At my blog, Grand Hotel Abyss, where I write esoteric shitposts that will often form the basis of Grand Podcast Abyss,
I considered Justin Murphy’s political investment advice to short democracy, authoritarianism, liberalism, and conservatism and to long anarcho-monarchism; I proposed the latter ideology’s similarity to “Tory Anarchy,” a concept I trace through an incongruous company of writers across the centuries and the political spectrum—Jonathan Swift, W. B. Yeats, George Orwell, and Edward Said—and which I etymologically link to anti-colonial rebellion against progressive empire; finally, I suggest that Tory Anarchy’s drive for freedom makes it more akin to liberalism than it may sound;
I amended a viral Tweet thread about the CIA’s funding of modern art with a less paranoid and more comprehensive account of aesthetic modernity; I recalled my own early awe at Abstract Expressionism and my more vexed relationship with my fellow Pittsburgh Catholic immigrant’s child Andy Warhol; in conclusion, I quoted Songs for Drella;
I linked to Darren Staloff’s recently posted 1990s Great Books lecture on “outlaw Marxist” Alvin Gouldner and his sociology of intellectuals; I summarized Staloff’s gloss on Gouldner’s Marxist critique of Marxism, an ideology representing the interests less of the proletariat than of the intelligentsia and whose blind spots (willful or otherwise) doom it to the abuse of state power; I coupled these ideas with a doleful survey of today’s increasingly inhumane intellectual left and a recollection of my own ideological trajectory under the guidance of an intellectual who shared Gouldner’s critique but extended it to art, less persuasively, in my view, since art “does away with classes”;
I assessed the news now trickling out about the forthcoming Mars Review of Books, a literary journal at the intersection of the New York literati and the Silicon Valley (and its diaspora) technorati that signals the emergent post-Boomer high culture; I was especially interested to see that the first issue will feature a critique of self-published ideological renegades Bronze Age Pervert and Logo Daedalus by the distinguished critic Christian Lorentzen, since it seems to me that, by analogy with the modernism of a century ago, serious critics shouldn’t be peremptorily writing off outcast extremists, no matter how deplorable or dubious their politics, lest such critics miss a Pound, Yeats, or Eliot;
and I addressed the growing archaeological evidence that civilization is older than we thought and not dependent on agriculture but religion, which implies (to my mind) the autonomy of the human imagination, even as the 13000-year-old sites being excavated in Turkey suggest not pacific goddess-worship reigning prior to agriculture but rather phallic death-cults potentially built on human sacrifice; I connected this information to my recent re-viewing of the brilliant psychedelic film Altered States (1980), which, despite the feud between director Ken Russell and writer Paddy Chayefsky, representing in Pauline Kael’s insulting words “show-biz-Catholic glitz mysticism” and “show-biz-Jewish ponderousness” respectively, manages to communicate an ecumenical warning against a mindless, loveless romance with the supposedly primordial chaos.
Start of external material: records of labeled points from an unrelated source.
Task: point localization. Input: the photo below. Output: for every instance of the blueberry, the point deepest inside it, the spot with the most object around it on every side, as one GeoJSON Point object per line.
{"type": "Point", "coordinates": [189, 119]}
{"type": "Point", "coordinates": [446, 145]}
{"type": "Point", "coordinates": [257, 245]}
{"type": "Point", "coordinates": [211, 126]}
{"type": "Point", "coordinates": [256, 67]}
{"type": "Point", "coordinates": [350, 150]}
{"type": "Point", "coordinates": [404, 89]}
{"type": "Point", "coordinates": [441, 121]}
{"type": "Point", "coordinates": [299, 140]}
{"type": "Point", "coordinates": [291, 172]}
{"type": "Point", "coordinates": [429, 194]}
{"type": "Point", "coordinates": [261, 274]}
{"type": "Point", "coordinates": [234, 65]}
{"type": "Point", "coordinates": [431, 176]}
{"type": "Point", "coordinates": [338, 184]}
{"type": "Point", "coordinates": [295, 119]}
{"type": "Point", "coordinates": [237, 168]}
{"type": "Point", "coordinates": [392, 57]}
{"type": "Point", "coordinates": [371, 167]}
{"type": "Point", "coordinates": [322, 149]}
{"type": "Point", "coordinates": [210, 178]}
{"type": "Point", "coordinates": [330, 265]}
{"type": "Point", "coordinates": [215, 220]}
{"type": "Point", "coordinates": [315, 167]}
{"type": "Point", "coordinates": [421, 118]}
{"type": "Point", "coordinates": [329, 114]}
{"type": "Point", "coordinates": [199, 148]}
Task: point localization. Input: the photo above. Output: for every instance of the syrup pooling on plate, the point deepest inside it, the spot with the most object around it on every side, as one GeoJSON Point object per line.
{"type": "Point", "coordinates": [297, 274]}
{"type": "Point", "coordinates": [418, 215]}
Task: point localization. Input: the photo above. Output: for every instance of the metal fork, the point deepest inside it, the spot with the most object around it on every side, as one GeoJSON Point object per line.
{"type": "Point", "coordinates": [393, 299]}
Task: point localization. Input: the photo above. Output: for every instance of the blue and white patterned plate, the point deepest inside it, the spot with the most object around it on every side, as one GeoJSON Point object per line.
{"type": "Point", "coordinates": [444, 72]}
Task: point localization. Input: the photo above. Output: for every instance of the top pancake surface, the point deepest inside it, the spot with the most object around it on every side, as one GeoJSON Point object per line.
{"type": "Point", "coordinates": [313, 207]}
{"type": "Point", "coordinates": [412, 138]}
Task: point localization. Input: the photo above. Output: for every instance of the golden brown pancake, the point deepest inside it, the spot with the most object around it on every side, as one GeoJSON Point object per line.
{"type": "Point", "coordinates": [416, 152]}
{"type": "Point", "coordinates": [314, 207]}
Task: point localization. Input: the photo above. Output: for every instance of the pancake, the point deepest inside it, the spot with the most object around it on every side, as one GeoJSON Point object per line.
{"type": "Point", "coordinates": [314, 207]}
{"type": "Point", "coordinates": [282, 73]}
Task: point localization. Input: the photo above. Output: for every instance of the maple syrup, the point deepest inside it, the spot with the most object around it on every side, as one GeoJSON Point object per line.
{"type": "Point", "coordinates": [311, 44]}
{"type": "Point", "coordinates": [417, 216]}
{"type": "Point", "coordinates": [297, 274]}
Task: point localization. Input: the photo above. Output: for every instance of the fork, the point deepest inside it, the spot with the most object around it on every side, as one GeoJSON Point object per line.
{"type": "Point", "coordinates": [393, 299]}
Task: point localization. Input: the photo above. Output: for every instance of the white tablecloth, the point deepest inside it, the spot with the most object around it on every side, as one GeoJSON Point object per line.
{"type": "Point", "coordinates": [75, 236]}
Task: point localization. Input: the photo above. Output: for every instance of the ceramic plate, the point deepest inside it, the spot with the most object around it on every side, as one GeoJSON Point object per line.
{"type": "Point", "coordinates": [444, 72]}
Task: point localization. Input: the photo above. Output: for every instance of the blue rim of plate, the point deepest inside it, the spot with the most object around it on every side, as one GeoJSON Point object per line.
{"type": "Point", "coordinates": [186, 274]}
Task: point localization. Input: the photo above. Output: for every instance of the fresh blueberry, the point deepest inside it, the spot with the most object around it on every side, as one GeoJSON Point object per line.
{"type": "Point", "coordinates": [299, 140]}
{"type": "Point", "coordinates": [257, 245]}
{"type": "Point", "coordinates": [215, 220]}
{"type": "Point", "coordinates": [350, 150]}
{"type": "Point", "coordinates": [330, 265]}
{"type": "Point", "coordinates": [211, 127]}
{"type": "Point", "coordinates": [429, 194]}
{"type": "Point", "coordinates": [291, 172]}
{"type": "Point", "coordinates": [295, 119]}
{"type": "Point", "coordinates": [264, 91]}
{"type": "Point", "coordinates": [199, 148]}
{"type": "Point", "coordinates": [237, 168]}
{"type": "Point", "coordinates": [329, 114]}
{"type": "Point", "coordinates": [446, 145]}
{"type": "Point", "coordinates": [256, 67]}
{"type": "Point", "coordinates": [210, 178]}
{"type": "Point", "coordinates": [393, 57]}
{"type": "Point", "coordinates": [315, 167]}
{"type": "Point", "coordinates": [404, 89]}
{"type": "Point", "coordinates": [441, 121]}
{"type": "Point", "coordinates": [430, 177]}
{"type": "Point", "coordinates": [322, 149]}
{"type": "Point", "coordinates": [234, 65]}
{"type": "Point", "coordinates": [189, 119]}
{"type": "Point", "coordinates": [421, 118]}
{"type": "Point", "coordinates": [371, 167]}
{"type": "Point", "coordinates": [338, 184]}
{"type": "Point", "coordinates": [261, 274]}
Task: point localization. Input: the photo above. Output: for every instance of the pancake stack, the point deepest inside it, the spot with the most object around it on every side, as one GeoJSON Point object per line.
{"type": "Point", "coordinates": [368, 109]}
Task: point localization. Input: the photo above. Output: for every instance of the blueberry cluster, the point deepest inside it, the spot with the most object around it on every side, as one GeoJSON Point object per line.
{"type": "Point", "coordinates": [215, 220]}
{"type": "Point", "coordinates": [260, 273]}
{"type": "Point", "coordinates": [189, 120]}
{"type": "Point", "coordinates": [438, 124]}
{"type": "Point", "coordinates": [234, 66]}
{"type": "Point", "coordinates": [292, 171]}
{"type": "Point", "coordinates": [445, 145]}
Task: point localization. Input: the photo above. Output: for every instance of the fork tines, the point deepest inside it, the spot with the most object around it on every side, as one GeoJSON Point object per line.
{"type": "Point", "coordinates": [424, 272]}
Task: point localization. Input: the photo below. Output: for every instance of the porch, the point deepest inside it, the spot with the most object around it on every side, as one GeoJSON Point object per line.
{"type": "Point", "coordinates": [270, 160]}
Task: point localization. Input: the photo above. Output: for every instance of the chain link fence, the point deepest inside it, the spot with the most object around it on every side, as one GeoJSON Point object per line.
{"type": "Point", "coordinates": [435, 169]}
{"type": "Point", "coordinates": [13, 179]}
Elsewhere online, but right here on SubStack, I recommend, Zohar Atkins on art’s bridging of religion and secularism, with a further reflection on his own Heideggerean struggle to break out of the stultifying confines of academic writing.
These objections all come down to the same thing: art is something fearful, because it is not easily categorized, understood. Art is not explicit. Poetry is that which cannot be paraphrased. If it were it would be kitsch or propaganda or mere decoration. But art is a way of being in the world. Heidegger says art contains the struggle between the push towards revelation and the push towards concealment. Art is ambiguous, tense.